飼い犬にかまれ続けて

勝手気ままにライトノベルの感想を書いています。

「楠木統十郎の災難な日々―ネギは世界を救う」感想

楠木統十郎の災難な日々―ネギは世界を救う (電撃文庫)

楠木統十郎の災難な日々―ネギは世界を救う (電撃文庫)


前作の『小さな魔女と空飛ぶ狐』からガラリと印象を変えた本作。内容も『小さな魔女と空飛ぶ狐』とは違う面白さがあった。

頭の回転は速いが体力には自信のない主人公楠木統十郎と、大和撫子を絵に描いたような容姿ではあるものの辛口の優希・誰が見ても美少女だが実は『男の娘』の和希の双子は、世界を滅ぼすあるモノに『存在確定情報』を食べられて死んでしまう。高次元存在の『猫耳』によって何とか再生された三人ではあったが、それは一時的なものであるため、世界を滅ぼす存在――アノマリーを倒して『存在確定情報』を取り戻さないと消滅してしまうと言う。猫耳の指示に従い、アノマリーに対抗する武器を手にするも、それは何処からどう見ても『ネギ』にしか見えず、更には今まで生活してきた世界とは少し異なる並行世界に放り込まれ、果たして三人は『存在確定情報』を取り戻して生き返ることが出来るのか、というお話。
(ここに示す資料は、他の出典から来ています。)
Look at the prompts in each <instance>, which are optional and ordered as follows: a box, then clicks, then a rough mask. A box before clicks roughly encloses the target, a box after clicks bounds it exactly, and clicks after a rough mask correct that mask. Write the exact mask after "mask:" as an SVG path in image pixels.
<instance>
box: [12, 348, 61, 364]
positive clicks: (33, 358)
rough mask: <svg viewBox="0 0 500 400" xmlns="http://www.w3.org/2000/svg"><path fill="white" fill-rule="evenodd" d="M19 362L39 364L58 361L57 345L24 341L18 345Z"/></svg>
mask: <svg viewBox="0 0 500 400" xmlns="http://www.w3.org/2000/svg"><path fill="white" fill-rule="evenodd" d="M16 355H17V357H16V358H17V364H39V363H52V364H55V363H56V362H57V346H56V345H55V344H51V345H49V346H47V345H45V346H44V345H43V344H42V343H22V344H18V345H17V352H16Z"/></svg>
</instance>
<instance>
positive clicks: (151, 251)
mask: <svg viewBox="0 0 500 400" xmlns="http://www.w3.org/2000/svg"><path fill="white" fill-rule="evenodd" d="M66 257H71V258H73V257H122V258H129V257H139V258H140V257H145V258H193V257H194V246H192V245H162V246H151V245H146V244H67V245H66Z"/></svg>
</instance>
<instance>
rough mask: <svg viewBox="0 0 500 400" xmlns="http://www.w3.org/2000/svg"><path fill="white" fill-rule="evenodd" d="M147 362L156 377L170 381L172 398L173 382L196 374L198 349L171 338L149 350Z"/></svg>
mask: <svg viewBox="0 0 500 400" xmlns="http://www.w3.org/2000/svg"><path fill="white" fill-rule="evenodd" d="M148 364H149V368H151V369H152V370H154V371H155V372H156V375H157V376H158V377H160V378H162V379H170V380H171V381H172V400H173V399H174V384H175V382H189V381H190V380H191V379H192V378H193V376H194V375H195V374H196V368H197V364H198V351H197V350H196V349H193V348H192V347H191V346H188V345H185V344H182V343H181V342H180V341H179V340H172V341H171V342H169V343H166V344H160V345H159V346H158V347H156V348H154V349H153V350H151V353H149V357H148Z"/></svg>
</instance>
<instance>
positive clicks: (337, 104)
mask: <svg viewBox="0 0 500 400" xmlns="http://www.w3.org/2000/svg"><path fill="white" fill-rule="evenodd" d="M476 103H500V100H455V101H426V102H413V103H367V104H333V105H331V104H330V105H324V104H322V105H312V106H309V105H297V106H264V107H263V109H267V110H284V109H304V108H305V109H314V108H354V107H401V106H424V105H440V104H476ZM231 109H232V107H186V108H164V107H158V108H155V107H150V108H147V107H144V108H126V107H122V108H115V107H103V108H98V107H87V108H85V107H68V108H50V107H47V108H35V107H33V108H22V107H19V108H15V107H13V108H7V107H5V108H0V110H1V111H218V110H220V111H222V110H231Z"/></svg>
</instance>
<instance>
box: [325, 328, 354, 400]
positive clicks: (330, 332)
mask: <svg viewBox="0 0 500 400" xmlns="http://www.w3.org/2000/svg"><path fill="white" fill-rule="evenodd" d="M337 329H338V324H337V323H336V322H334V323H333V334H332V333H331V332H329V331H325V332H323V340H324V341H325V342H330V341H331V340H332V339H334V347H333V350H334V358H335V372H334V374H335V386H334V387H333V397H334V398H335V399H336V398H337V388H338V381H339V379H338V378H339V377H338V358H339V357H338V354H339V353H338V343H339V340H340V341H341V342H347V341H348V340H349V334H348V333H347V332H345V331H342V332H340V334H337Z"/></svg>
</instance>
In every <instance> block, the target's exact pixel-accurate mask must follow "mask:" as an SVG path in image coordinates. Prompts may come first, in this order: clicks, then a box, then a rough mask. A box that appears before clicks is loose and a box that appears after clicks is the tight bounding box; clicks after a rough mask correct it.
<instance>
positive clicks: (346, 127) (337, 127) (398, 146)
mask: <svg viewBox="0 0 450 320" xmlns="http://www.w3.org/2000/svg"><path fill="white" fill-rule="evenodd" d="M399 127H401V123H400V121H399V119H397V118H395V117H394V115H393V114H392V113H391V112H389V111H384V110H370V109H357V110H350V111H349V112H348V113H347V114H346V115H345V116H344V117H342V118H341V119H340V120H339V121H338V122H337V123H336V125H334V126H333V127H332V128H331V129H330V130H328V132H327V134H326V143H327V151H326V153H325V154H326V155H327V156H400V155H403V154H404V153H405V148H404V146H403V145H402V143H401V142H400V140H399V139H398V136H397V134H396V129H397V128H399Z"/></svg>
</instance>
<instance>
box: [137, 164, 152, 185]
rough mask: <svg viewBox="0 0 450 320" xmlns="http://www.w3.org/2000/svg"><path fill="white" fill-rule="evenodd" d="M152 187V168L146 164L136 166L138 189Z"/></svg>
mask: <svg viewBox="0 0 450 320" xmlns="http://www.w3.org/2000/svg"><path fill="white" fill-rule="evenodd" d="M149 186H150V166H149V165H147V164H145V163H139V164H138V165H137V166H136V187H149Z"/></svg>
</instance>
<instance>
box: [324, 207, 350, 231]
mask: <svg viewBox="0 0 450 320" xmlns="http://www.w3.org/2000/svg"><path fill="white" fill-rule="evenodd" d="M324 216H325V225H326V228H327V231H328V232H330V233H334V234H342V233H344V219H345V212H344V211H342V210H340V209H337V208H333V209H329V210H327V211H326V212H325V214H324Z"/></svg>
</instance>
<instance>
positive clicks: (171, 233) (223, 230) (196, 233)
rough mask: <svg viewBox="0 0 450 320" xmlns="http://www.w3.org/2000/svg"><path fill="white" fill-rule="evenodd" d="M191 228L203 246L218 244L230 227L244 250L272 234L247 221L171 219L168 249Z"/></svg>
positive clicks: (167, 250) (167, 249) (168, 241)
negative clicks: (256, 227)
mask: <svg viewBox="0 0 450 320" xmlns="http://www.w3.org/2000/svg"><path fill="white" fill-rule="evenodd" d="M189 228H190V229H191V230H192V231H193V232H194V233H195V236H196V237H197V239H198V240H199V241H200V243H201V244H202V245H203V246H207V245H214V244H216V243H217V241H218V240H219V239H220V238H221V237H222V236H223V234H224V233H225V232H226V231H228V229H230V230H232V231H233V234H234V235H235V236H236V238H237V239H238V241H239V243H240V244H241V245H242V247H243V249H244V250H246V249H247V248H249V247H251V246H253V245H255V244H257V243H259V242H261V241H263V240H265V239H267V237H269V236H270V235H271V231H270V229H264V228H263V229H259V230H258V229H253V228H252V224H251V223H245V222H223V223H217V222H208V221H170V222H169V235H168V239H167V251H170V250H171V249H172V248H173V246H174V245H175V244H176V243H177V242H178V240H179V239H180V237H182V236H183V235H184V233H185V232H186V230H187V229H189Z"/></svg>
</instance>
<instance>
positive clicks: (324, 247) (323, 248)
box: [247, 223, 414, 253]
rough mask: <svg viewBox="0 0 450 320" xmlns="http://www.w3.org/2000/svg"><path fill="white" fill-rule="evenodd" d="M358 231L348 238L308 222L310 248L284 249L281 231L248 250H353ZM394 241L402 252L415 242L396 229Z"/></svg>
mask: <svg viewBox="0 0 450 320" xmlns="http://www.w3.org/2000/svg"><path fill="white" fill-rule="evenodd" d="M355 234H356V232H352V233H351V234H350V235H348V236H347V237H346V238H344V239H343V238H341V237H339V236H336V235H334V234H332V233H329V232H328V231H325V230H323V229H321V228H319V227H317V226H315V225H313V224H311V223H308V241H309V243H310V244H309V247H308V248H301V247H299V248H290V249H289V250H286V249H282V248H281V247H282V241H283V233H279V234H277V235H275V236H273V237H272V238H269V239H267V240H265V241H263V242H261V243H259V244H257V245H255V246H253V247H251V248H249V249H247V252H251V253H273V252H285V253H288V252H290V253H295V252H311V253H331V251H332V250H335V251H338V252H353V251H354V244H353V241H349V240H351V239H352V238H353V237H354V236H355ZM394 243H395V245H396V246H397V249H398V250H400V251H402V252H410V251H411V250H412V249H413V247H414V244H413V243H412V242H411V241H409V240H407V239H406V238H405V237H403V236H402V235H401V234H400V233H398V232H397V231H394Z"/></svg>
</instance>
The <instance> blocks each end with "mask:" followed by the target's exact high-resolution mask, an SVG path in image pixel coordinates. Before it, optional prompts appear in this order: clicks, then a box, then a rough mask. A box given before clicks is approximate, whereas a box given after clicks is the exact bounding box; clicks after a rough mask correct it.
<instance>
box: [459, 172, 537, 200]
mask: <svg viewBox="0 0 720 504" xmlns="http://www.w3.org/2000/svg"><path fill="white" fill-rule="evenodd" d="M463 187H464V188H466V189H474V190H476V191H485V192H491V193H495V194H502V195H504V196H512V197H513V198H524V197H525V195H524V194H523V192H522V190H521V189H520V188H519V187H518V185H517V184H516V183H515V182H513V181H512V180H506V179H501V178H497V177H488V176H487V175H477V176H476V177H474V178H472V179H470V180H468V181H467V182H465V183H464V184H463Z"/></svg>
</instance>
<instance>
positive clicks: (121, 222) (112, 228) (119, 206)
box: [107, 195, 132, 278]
大まかなあらすじだけ読むと壮大な物語に見えるが、出てくるキャラクターの性格とそれぞれの掛け合い、並行世界に来たにも関わらず舞台がひとつの街であること、そして何よりラスボスを倒すアイテムが『ネギ』(にしか見えない)ということで、とにかくコミカルな展開になっている。自分たちの生き死にが関わっているのに終始三人の行動に緊張感がないように見えるのは、統十郎がグズグズ文句を言いながらも最後には何とかしてくれる逞しさがあるせいか。あるいは図々しさかな。優希と和希の双子の姉弟は女性であるはずの優希の存在を押しのけて、男の和希がヒロインの座にいたのはある意味問題な気が。と思っていたら、これも伏線だったようで。
最終的にはネギをアノマリーのお尻に突っ込んで世界を救い「めでたしめでたし」と終わったが、あれ、これ続きがあるの(笑)
最初から最後までコメディをやってくれて、うん、楽しかった。